Oggi, 19 gennaio 2026, è il Blue Monday, il giorno più deprimente dell’anno, un giorno che presenta una combinazione di malinconia post-natalizia, notti fredde e buie e sensi di colpa perché nessuno dei propositi per il nuovo anno è stato ancora mantenuto.
Il concetto fu pubblicato per la prima volta in un comunicato stampa del 2005 di una compagnia di vacanze britannica (trasmessa sul canale televisivo Sky Travel) che aveva chiesto allo psicologo Cliff Arnall una “formula scientifica” per la malinconia di gennaio.
Arnall affermò di aver calcolato con precisione la data utilizzando una “equazione” che tiene conto di vari fattori come il tempo, bassi livelli di motivazione, denaro, tempo trascorso da Natale, tempo passato in varie attività (attività stressanti o culturali, relax, sonno…), mancato rispetto dei nostri propositi per il nuovo anno e la sensazione di dover agire. Comunque non fornì o definì né unità di misura precise, né spiegazioni su cosa si intenda per “tempo” o “bassi livelli motivazionali”. Pertanto, l’omogeneità della “formula” non può essere valutata o verificata, e ciò la rende del tutto priva di significato.
Anche se non ci sono prove scientifiche che suggeriscano che il terzo lunedì dell’anno sia più o meno deprimente di qualsiasi altro giorno, potremmo usare questo giorno per focalizzarci sul migliorare le cose.

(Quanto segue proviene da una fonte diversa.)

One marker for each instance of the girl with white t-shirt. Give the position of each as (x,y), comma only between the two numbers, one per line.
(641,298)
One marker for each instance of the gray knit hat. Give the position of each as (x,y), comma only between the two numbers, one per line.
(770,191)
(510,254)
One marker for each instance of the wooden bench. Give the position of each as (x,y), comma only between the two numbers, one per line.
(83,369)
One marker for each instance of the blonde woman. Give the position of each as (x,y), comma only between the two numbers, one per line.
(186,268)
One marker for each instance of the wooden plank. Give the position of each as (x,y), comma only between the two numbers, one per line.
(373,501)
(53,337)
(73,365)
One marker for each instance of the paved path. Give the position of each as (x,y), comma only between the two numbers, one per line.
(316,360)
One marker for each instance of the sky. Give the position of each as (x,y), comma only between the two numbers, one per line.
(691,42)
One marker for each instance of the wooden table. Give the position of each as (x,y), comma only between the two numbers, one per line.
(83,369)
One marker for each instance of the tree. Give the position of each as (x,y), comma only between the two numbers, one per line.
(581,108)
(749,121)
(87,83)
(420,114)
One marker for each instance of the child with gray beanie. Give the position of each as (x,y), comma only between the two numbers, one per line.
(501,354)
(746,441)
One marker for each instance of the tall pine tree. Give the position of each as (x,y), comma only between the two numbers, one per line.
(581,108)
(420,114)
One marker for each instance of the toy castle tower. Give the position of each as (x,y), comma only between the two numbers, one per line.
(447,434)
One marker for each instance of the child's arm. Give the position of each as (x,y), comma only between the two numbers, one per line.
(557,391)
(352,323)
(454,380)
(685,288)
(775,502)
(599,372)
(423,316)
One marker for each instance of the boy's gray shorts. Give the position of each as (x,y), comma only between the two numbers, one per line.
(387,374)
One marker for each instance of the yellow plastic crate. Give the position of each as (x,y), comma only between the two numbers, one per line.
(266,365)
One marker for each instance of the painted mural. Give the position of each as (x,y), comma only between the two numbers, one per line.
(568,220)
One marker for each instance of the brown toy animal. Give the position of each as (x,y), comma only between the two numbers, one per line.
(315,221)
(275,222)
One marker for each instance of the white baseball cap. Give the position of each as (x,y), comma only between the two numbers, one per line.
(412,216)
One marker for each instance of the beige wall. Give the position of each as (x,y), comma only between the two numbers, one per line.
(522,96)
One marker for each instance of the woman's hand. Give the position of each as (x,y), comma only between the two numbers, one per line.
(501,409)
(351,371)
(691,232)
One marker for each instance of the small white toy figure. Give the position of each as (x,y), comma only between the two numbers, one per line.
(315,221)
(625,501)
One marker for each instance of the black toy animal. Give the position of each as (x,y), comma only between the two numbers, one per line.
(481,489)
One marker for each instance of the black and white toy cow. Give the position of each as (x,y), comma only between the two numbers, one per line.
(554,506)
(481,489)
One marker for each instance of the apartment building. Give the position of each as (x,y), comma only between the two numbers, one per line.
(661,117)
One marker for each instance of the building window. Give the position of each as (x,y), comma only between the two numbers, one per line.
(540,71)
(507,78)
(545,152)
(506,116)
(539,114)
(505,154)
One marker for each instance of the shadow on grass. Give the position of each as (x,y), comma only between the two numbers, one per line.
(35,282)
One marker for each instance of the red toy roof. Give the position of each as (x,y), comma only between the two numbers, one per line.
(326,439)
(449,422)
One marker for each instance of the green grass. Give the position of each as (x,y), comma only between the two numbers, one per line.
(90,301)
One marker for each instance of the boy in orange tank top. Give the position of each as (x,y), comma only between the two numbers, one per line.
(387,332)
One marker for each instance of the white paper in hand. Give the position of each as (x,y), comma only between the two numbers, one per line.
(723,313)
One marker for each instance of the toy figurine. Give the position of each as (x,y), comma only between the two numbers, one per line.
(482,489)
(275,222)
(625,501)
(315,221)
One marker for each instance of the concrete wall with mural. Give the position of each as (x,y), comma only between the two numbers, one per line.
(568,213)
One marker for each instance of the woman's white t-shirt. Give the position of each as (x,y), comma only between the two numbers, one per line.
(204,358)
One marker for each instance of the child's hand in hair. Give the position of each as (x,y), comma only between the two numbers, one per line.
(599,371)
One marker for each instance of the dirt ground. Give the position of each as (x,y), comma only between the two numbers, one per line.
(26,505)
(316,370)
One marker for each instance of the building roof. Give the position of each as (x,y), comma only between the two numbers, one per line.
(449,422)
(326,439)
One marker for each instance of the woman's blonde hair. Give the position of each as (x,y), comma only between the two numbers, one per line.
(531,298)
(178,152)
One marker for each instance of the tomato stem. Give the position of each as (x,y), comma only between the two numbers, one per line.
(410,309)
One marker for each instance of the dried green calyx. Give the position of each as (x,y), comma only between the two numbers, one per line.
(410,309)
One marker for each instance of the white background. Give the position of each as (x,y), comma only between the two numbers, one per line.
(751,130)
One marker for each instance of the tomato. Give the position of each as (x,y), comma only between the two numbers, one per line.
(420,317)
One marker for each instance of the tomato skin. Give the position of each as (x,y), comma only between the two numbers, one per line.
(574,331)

Questa teoria pseudo-scientifica, che continua a fare tendenza sui social media, viene utilizzata da alcune aziende per scopi pubblicitari e di marketing. Questo periodo viene infatti sfruttato per la promozione dei loro prodotti: articoli per il benessere e il fitness, nonché vacanze, soprattutto nell’emisfero sud, poiché la data, che dipende anche dalle condizioni meteorologiche, si applica solo all’emisfero boreale.
L’univa nota positiva è che Arnall ha anche detto di anche calcolato il giorno più felice dell’anno, che nel nostro emisfero cade vicino al solstizio d’estate, tra il 21 e il 24 giugno.